Python Client Earthdata - Clusters For extremely large areas of interest that are also very complicated (e.g. entire U.S. west coast coastline), the SlideRule Python Client provides functions in the earthdata module to break up the area of interest into smaller areas acceptable to CMR, issue individual CMR requests, and then combine all of the responses back into one list of resources to process.

4. Responses

A response from a SlideRule processing request, is an HTTP response provided directly back to the user with the data results in the payload of the response packets. There are two types of SlideRule responses corresponding to the two types of endpoints SlideRule supports: (1) normal endpoints, (2) streaming endpoints.

Normal

Normal endpoints are accessed via the GET HTTP method and return a discrete block of ASCII text, typically formatted as JSON.

These services can easily be accessed via curl or other HTTP-based tools, and contain self-describing data. When using the SlideRule Python client, they are accessed via the sliderule.source(..., stream=False) call.

Streaming

Streaming endpoints are accessed via the POST HTTP method and return a serialized stream of binary records containing the results of the processing request.

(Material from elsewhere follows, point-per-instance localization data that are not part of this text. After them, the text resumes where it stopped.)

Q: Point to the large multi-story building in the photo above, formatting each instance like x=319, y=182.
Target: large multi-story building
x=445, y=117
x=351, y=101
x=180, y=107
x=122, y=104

These services are more difficult to work with third-party tools since the returned data must be parsed and the data itself is not self-describing. When using the SlideRule Python client, they are accessed via the sliderule.source(..., stream=True) call, along with the many other API functions which make it easier to make processing requests. The SlideRule Python client takes care of any additional service calls needed in order to parse the streaming results and return a self-describing Python data structure (i.e. the elements of the data structure are named in such a way as to indicate the type and content of the returned data).

Note

If you want to process streamed results outside of the SlideRule Python Client, then a brief description of the format of the data follows. For additional guidance, the hidden functions inside the sliderule.py source code provide the code which performs the stream processing for the SlideRule Python Client.

Each response record is formatted as: where,

record header 64-bit big endian structure providing the version and length of the record: <version:16 bits>.

record type null-terminated ASCII string containing the name of the record type

record data binary contents of data

In order to know how to process the contents of the record data, the user must perform an additional query to the SlideRule definition service, providing the record type. The definition service returns a JSON response object that provides a format definition of the record type that can be used by the client to decode the binary record data. The format of the definition response object is:

{
    "__datasize": # minimum size of record
    "field_1":
    {
        "type": # data type (see sliderule.basictypes for full definition), or record type if a nested structure
        "elements": # number of elements, 1 if not an array
        "offset": # starting bit offset into record data
        "flags": # processing flags - LE: little endian, BE: big endian, PTR: pointer
    },
    ...
    "field_n":
    {
        ...
    }
}

Parquet

Most SlideRule endpoints support streaming the data back as an Apache Arrow supported file (parquet, geoparquet, csv, feather). The interface to SlideRule is still the streaming interface described above, but that interface is used only to transport the Apache Arrow file which is then subsequently reconstructed in the client and presented to the user. In later sections, the output parameter options will be discussed in more detail, and they describe how these different output formats and options can be specified.